The House Armed Services Committee voted unanimously on an amendment to the 2014 National Defense Authorization Act that would require the Army to finish phase III of the Individual Carbine competition. The competition would determine if, and what rifle may replace the M4 in service today.
The Individual Carbine competition began over five years ago and has pitted offerings from top-tier companies against each other to find out if newer carbines perform better than what’s in use currently, including Colt, FNH, Heckler & Koch, KAC and Remington.
In 2012 the Army began phase II of the competition, having narrowed their selections down to the the Adcor Defense BEAR Elite, the Beretta ARX-160, and the Colt Enhanced M4, FN FNAC, the Heckler & Koch HK416A5 and the Remington ACR, to see if they outperformed the M4A1.
Earlier this year, however, the program was audited by the Defense Department, which determined that the costs of the final trials were inconsistent with the existing M4 upgrade Product Improvement Program (PIP) and found that the Army, which is already facing cutbacks, should push the $49 million set aside for phase III back upstream for other uses.
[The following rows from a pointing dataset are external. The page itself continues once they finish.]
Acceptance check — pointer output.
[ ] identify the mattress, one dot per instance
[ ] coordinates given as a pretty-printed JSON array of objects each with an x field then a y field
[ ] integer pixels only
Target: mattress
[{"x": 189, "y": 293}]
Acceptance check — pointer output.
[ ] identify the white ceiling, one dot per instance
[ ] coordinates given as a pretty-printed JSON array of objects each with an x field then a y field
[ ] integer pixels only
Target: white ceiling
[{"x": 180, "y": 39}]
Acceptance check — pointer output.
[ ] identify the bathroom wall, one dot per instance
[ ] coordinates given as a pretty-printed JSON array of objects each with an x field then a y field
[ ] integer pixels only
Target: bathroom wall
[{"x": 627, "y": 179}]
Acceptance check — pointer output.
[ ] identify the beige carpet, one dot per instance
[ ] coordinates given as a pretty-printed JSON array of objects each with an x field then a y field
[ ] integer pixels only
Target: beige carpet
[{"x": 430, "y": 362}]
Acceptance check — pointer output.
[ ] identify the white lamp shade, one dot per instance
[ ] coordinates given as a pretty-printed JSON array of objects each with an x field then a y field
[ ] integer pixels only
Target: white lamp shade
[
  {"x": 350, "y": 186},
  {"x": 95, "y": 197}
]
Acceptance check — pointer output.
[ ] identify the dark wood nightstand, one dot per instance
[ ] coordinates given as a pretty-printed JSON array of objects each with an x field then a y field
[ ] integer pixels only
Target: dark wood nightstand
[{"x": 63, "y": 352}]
In May, the Army issued a statement that they in consideration of the audit that they would suspend further evaluation of replacement rifles. The program was suspended, not to see further trials.
The PIP would take existing M4A1s, which already have heavier, cooler-operating barrels than M4s and more consistent full-auto trigger systems and further accuratize them with free-floating handguards and equip them with other off-the-shelf upgrades to make them more effective.
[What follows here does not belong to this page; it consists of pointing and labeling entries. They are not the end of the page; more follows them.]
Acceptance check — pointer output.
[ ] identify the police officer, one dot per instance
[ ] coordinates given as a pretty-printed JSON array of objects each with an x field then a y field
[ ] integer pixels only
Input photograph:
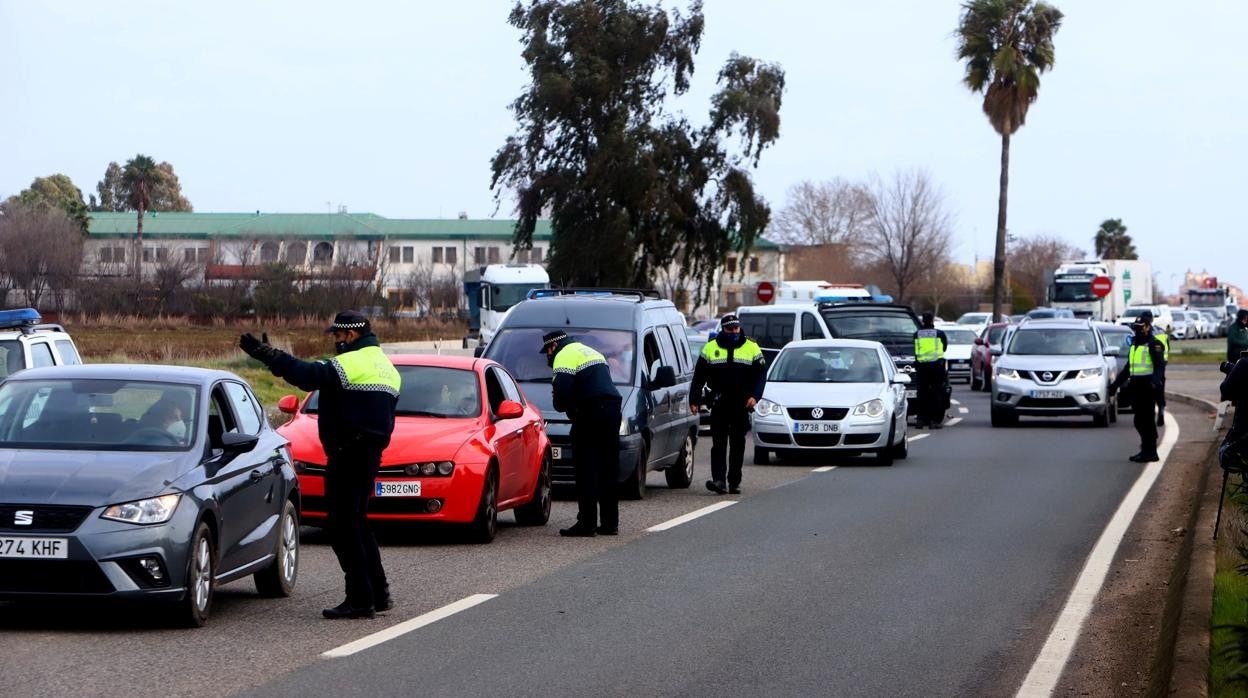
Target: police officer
[
  {"x": 734, "y": 368},
  {"x": 356, "y": 416},
  {"x": 1146, "y": 372},
  {"x": 584, "y": 391},
  {"x": 930, "y": 345}
]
If this amendment becomes law, the Army will have no choice but to complete phase III, unless they cancel the program outright before then.
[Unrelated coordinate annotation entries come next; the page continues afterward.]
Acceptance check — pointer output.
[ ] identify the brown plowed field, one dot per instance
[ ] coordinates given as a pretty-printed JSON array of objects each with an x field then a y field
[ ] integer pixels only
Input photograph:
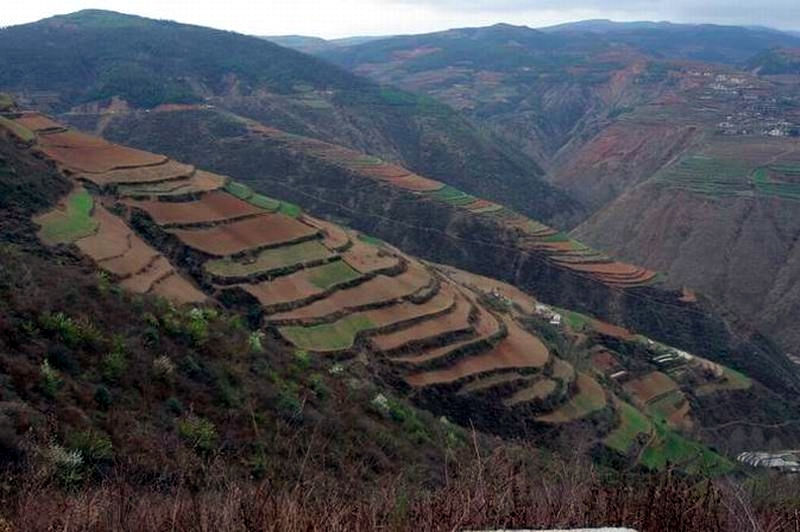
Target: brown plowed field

On the one hand, this gives hope to all the companies that were slated to compete in phase III, but it may force the Army’s hand to cut the program loose before they are forced to pledge more of their budget towards it.
The Army just signed a $77 million contract with FNH to purchase 24,000 new M4A1s to replace older M4s as needed. While the Improved Carbine has reliability and accuracy standards that exceed the M4’s, the PIP-improved M4A1s offer a to-be-determined middle ground between what’s in service now and what the Improved Carbine promises — and it’s already in the works.
Do you think it’s wise for the Army to evaluate a possible advanced replacement for their current carbines? Or do you think they’re throwing good money after bad and should focus on reigning in their budget?